Standard Deviation

Plauti Context Analysis Types

Last published at: May 12th, 2026

Standard Deviation Analysis calculates the mean, standard deviation, and coefficient of variation for numeric fields.

 

With the Standard Deviation analysis, you analyze how spread out the values are in a numeric field. Standard Deviation analysis calculates:

  • Mean: the average value across all records with a value.
  • Standard Deviation (SD): how much the values deviate from the mean on average.
  • Coefficient of Variation (CV): standard deviation relative to the mean. (Standard Deviation / Mean)
    A higher CV indicates greater relative variability in the field's values, whereas with a lower CV, values are more tightly clustered around the mean.

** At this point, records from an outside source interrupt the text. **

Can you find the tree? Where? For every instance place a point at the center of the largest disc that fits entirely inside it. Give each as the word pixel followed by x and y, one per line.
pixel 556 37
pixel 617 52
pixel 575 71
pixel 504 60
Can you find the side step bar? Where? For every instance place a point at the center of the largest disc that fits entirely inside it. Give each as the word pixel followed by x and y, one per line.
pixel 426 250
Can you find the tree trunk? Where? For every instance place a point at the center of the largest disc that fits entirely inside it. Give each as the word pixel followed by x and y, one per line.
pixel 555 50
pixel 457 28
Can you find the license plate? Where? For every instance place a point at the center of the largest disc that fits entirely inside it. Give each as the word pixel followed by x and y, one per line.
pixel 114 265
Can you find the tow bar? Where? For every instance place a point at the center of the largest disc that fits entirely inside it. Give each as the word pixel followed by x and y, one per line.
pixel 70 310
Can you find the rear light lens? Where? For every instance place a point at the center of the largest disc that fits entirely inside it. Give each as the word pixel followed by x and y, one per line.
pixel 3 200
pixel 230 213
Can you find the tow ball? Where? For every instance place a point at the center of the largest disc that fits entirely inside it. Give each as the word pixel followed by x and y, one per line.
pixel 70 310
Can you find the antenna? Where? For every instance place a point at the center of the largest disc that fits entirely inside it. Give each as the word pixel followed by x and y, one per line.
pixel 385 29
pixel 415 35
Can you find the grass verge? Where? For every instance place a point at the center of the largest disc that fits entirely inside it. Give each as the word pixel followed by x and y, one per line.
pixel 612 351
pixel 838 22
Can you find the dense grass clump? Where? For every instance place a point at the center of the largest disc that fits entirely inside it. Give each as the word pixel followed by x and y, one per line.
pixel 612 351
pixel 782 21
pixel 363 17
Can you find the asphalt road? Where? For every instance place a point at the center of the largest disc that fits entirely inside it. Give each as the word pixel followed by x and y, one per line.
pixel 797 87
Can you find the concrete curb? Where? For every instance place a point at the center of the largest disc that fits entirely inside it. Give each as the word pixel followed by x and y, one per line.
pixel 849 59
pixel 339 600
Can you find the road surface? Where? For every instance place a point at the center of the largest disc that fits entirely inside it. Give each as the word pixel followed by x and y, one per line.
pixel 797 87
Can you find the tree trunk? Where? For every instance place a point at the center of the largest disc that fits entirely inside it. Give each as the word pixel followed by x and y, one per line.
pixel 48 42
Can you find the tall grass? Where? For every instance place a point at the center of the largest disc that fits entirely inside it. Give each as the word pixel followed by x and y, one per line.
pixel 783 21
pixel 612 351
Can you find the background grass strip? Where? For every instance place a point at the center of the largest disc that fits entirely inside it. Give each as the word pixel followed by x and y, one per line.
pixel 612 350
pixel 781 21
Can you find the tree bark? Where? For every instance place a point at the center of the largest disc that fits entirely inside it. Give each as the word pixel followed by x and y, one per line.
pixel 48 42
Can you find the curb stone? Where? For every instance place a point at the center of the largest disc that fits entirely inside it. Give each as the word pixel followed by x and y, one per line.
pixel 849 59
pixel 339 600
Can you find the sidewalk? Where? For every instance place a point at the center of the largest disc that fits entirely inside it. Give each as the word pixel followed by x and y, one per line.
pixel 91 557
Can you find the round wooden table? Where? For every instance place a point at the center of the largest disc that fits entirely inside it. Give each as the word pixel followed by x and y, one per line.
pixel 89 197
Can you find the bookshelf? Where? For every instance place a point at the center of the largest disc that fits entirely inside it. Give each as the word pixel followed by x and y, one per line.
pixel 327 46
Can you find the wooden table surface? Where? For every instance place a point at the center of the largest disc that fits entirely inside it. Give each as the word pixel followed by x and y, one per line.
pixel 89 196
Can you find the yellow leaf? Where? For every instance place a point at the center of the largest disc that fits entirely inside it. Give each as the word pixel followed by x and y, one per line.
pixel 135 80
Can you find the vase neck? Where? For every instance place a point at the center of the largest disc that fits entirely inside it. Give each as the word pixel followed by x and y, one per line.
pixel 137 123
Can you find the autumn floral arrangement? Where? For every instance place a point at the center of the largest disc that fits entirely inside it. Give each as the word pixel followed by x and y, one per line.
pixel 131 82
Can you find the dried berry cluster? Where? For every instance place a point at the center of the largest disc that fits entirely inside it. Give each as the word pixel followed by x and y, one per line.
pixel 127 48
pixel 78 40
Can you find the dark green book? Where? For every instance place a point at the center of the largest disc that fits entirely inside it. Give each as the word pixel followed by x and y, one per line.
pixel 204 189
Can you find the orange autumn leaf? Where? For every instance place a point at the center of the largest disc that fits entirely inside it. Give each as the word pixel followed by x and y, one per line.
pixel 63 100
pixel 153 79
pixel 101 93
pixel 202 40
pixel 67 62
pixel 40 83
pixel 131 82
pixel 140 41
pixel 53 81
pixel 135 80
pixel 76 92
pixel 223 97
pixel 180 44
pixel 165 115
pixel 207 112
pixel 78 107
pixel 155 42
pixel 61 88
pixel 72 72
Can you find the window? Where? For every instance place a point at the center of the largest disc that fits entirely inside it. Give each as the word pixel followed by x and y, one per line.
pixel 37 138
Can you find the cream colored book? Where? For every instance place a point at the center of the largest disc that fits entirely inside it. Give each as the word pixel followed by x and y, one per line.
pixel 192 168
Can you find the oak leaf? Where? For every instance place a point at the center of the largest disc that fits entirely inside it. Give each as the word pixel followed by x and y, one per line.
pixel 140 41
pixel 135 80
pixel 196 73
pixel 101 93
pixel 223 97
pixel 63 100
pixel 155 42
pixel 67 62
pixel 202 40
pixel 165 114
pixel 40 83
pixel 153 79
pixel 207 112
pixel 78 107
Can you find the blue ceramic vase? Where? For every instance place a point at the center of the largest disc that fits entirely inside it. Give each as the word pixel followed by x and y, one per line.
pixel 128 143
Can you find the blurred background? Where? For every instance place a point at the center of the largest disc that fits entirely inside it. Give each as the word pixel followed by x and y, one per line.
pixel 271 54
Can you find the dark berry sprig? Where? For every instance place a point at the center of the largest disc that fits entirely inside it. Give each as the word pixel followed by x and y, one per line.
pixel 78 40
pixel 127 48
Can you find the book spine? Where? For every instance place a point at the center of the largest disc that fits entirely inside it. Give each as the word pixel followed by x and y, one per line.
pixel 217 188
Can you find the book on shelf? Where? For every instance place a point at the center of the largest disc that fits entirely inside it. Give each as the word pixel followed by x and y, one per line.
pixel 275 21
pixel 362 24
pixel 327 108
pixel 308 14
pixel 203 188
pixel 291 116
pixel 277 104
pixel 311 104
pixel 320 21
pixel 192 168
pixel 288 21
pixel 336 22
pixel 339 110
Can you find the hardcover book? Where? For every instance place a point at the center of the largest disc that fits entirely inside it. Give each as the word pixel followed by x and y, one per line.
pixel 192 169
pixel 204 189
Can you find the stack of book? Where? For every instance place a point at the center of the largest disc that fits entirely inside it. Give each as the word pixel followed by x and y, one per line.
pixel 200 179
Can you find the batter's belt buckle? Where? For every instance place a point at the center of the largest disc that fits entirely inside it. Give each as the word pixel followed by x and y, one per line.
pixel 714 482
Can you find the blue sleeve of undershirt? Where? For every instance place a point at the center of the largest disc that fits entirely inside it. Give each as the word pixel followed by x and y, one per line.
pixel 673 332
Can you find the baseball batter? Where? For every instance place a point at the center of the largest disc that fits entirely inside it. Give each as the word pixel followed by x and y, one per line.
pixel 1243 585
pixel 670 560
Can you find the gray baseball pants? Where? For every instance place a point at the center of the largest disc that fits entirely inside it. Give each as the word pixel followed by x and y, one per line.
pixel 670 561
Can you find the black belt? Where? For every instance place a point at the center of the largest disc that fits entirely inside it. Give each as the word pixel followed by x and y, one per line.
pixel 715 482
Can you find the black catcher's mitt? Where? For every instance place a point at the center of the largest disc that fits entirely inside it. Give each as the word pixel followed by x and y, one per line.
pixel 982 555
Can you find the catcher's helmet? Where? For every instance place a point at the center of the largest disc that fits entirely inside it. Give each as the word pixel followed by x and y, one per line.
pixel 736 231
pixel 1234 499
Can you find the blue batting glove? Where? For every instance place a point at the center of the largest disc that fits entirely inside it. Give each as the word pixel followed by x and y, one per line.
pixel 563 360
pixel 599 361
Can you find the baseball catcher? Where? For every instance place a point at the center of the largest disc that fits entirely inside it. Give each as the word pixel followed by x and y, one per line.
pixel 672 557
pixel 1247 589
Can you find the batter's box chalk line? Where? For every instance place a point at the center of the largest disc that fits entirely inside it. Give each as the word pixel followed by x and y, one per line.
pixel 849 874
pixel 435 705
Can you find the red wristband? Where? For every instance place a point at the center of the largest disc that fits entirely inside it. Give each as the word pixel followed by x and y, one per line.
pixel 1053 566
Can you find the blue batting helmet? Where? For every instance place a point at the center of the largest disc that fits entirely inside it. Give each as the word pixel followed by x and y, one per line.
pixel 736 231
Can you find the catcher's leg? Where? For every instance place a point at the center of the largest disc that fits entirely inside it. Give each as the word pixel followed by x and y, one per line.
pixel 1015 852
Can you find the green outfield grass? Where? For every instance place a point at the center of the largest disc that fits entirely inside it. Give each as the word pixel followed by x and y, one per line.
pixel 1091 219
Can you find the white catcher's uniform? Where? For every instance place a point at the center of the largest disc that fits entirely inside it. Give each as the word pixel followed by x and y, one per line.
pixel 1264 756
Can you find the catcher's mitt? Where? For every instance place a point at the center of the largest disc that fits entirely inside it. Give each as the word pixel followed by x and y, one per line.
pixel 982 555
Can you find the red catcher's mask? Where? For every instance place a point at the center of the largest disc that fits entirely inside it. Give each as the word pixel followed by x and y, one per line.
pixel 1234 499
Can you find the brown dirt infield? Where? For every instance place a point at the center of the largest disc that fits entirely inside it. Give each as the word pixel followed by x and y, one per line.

Use to find out which fields have high variability, and may need validation rules, range checks, or process changes. The Coefficient of Variation lets you compare different fields on the same scale, even if they have different means.

Standard Deviation Analysis focuses on spread and variability
For “which values dominate this field?”, use Value Distribution
For “how many records share the same value?”, use Duplicate Value Rate.

 

Detailed Job Results

The bar chart ranks fields by their Coefficient of Variation (CV), which represents the standard deviation relative to the mean. A higher CV indicates greater relative variability in the field's values. Fields with a mean of zero show a CV of zero. 

Key Insights

  • Value spread: Mean and Standard Deviation show whether values sit in a narrow band or across a wide range, and whether most records are close to the average, or if some are far off. 
    This is helpful for questions like “Are opportunity amounts relatively similar, or all over the place?” or “Is this score field effectively differentiating records?”.
  • Relative variability: The CV normalizes spread by mean, allowing comparison across fields with different means.
    • A CV of 0.1 indicates that values vary slightly around the mean.
    • A CV of 1.0 indicates that standard deviation equals the mean, i.e. a very high variability.

This lets you compare different fields on the same scale, even if one has a mean of 10 and another a mean of 10,000.

  • Potential outliers: a very high standard deviation or CV can indicate a few extreme outliers (e.g. accidentally added zeros), mixed units (e.g. minutes vs. hours, full numbers vs. units of thousands), or other occasional data entry errors that skew the distribution.
  • Field quality:
    • Low variability can mean a stable process, or overuse of same default (verify with the Value Distribution analysis)
    • High variability can mean real business diversity, or lack of validation
  • Analytics readiness: Fields with reasonable spread are more informative for scoring and segmentation; extreme variability might require cleanup first.
Scenario Actions
High SD or CV (CV around 1.0 or more)
  • Apply the Value Distribution analysis to identify extreme values
  • Inspect records at low and high ends
  • Check for data entry errors, mixed units, or incorrect imports
  • Correct or exclude obvious outliers
  • Add or tighten validation rules for min/max ranges and default values
  • Standardize units and scales
Very low variability
  • Apply the Value Distribution analysis to check if one value dominates
  • If one value dominates, reconsider field configuration or defaults
  • If low variability is expected, document the expected range for the field
Designing validation rules
  • Derive mininum and maximum bounds from the analysis (e.g., flag values beyond mean ± 3×SD)
  • Implement validation rules and warning messages
Preparing for reporting/routing/AI
  • Review Mean, SD, and CV before using field in critical thresholds or models
  • Implement winsorizing* or bucketed transformations if variability is too high
  • Document field health in your data dictionary

* Winsorizing handles extreme outliers by capping values at a certain threshold rather than removing them entirely. Replace outlier values with the minimum or maximum threshold value. This reduces the impact of extreme outliers on averages, models, and reports, preserves the record (unlike deletion) so you don't lose data points, and is useful for AI/scoring models where extreme values can distort training.